Linux Mint Developer Forks Gnome 3
An anonymous reader writes "Clement Lefebvre, the Linux Mint founder, has forked Gnome 3 and named it Cinnamon. Mint has experimented with extensions to Gnome in the latest release of their operating system, but in order to make the experience they are aiming for really work, they needed an actual fork. The goal of this fork is to use the improved Gnome 3 internals and put a more familiar Gnome 2 interface on it."
I have converted all of my systems to XFCE. It feels like an older, simpler and leaner Gnome to me and some of the applets even have better functionality.
thegodmovie.com - watch it
Actually, Jon McCann, in an interview, seemed to say that user configurability is a bug, detracting from GNOME presenting a single face to people who might consider switching to GNOME. "And I think there is a lot of value to have that experience you show the world to be consistent. In GNOME2 we didn't do that particularly well because everyone's desktop was different."
Modularity is a good thing. It's not cutting up things into a lot of small modules (aka "libraries") that's the problem.
It's doing it wrong.
Look at the typical bash shell and GNU utilities we all use every day. They are hundreds of small executables, libraries, etc. But they are not a mess. They all do one thing, and do it well. That's part of the UNIX philosophy, and for a reason.
Are you joking? They absolutely are a mess, and I say that as someone who uses them every day. I'm just not fooling myself into thinking they're not a mess. UNIX shells and utils have had a chaotic development history and are chock full of bad design. Most of the good utils do a lot more than one thing, and they are usually far less than excellent, just good enough to suffice if you fight them long enough to get them to do what you want. And don't get me started on the gaping abyss of existential Lovecraftian horror that is shell code, or (shudder) Perl. (and I even like perl! But it's also an eldritch tool of the Many-Angled Ones.)
The only reason the entire lot hasn't been incinerated and replaced by saner tools with better and more consistent design is that there's far too much legacy code out there which depends on the behavior of existing UNIX shells, tools, and scripting languages. Just look Plan 9. Even though it was very much a UNIX-philosophy OS, only more so, and better designed than the original, by the same people who designed UNIX in the first place, it failed to gain any traction because it came far too late. UNIX already had unstoppable critical mass.
You're falling into the trap of believing that the ideal is the practice. UNIX started out as a very hacky OS because squeezing advanced features into a PDP-7 was Hard. The subsequent 40 years of continuous and divergent development, little of it done by people primarily concerned with "do-one-thing-and-do-it-well", have left that ethos in tatters.
You're also falling into the trap of believing without rational reason that one philosophy of software design is best for everything. One-thing-and-do-it-well is a fine idea for a software environment intended to filter text through independently written programs, but it might not work so great for easy to learn and use GUIs.
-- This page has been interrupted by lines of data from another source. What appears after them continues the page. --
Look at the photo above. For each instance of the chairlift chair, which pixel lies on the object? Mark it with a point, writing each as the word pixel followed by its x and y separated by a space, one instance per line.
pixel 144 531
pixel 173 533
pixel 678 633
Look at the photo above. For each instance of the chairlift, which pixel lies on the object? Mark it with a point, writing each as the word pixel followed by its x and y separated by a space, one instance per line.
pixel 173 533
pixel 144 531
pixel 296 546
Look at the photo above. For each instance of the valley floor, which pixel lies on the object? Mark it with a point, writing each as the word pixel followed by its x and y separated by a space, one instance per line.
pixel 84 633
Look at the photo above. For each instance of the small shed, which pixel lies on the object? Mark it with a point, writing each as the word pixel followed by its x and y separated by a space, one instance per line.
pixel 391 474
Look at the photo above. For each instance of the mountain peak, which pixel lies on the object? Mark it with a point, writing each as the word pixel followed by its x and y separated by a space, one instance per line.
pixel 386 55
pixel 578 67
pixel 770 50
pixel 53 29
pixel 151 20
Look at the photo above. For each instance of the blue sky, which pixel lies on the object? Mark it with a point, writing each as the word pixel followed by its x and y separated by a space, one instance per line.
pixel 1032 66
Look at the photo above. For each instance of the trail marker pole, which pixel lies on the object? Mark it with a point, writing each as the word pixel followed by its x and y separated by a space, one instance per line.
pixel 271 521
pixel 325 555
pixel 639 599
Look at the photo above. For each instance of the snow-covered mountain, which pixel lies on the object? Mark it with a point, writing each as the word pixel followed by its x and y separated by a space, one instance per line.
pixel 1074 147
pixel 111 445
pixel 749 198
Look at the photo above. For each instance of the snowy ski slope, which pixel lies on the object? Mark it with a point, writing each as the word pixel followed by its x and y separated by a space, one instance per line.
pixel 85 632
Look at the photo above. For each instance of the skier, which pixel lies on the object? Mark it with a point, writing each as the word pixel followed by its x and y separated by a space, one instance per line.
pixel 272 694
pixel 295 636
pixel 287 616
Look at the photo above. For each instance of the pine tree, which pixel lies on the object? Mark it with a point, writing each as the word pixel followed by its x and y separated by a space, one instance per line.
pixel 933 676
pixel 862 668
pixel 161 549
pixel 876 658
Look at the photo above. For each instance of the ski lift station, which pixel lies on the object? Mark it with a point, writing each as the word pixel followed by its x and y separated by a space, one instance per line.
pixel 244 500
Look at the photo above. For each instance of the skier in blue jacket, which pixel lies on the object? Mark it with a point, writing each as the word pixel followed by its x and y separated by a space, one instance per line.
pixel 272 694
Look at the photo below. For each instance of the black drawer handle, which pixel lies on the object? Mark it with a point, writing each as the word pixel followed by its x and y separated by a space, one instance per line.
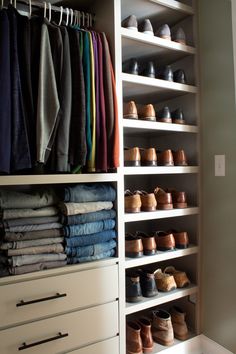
pixel 27 346
pixel 24 303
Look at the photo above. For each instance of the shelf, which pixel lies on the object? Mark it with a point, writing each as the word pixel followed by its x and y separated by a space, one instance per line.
pixel 57 179
pixel 161 298
pixel 163 11
pixel 141 86
pixel 151 47
pixel 159 170
pixel 160 256
pixel 160 214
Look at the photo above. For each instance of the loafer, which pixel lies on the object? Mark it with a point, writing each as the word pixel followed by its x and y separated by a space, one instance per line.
pixel 180 158
pixel 149 243
pixel 179 76
pixel 132 157
pixel 165 241
pixel 130 110
pixel 133 246
pixel 178 116
pixel 164 199
pixel 148 113
pixel 165 282
pixel 164 32
pixel 180 276
pixel 148 157
pixel 164 115
pixel 165 158
pixel 146 27
pixel 132 202
pixel 130 22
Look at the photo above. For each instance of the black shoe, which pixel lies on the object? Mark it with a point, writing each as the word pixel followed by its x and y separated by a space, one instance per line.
pixel 178 116
pixel 146 27
pixel 166 74
pixel 148 284
pixel 133 288
pixel 130 23
pixel 149 70
pixel 164 115
pixel 179 76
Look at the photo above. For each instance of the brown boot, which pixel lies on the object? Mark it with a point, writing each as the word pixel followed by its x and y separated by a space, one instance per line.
pixel 162 330
pixel 133 338
pixel 146 335
pixel 178 323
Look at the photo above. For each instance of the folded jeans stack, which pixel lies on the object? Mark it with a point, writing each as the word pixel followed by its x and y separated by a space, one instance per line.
pixel 89 222
pixel 32 236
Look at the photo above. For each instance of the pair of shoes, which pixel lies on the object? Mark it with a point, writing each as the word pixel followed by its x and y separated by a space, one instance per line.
pixel 137 157
pixel 170 279
pixel 164 115
pixel 131 23
pixel 140 283
pixel 139 244
pixel 167 325
pixel 177 36
pixel 139 336
pixel 147 112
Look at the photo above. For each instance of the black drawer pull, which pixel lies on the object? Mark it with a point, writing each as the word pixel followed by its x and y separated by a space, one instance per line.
pixel 24 303
pixel 27 346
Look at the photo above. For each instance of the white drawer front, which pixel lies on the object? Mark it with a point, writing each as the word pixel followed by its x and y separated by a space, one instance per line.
pixel 110 346
pixel 79 328
pixel 77 290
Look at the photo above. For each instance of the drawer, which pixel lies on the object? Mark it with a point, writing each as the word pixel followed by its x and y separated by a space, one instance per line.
pixel 67 332
pixel 110 346
pixel 58 294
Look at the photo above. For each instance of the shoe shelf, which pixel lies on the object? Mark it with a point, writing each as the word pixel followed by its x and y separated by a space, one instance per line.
pixel 152 46
pixel 160 256
pixel 169 11
pixel 160 214
pixel 160 170
pixel 160 299
pixel 134 126
pixel 137 85
pixel 57 179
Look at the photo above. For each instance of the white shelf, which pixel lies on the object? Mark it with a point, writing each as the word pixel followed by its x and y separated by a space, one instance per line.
pixel 160 214
pixel 160 170
pixel 57 179
pixel 141 86
pixel 160 256
pixel 161 298
pixel 152 46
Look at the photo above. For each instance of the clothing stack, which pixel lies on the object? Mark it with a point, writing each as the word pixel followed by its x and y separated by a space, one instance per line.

In fact, I think every user should have his own fork by default. Where "fork" can mean anything from an empty patch set to fundamental major changes. And everybody should just be able to "subscribe" to whoever else's personal fork, implicitly making that someone else a "distributor" without having to do anything special. So that natural leader/follower structures can arise, and nobody can force anything on anyone.
Okay, so you're a crazy guy.
Also, there is one additional thing you missed: The moment "desktop environments" for Linux started to forget the UNIX philosophies, abandoned the concept of "everything is a file", and chased the Windows and OS X, they were full of FAIL and lost anyway. (There's no file system for your GUI, is there? You can't cat /proc/pid-6939/window-2/grid-3-2/textarea-2. It's all monolithic Windows-like "applications". You can't use a GIMP brush in OpenOffice, you can't use the same text layouting engine for OpenOffice, Firefox and GIMP, etc, etc, etc. It's all just deeply deeply anti-UNIX, harming code re-use, customizability, modularity, and most of all usage efficiency.
This is not even on the same planet as right and wrong.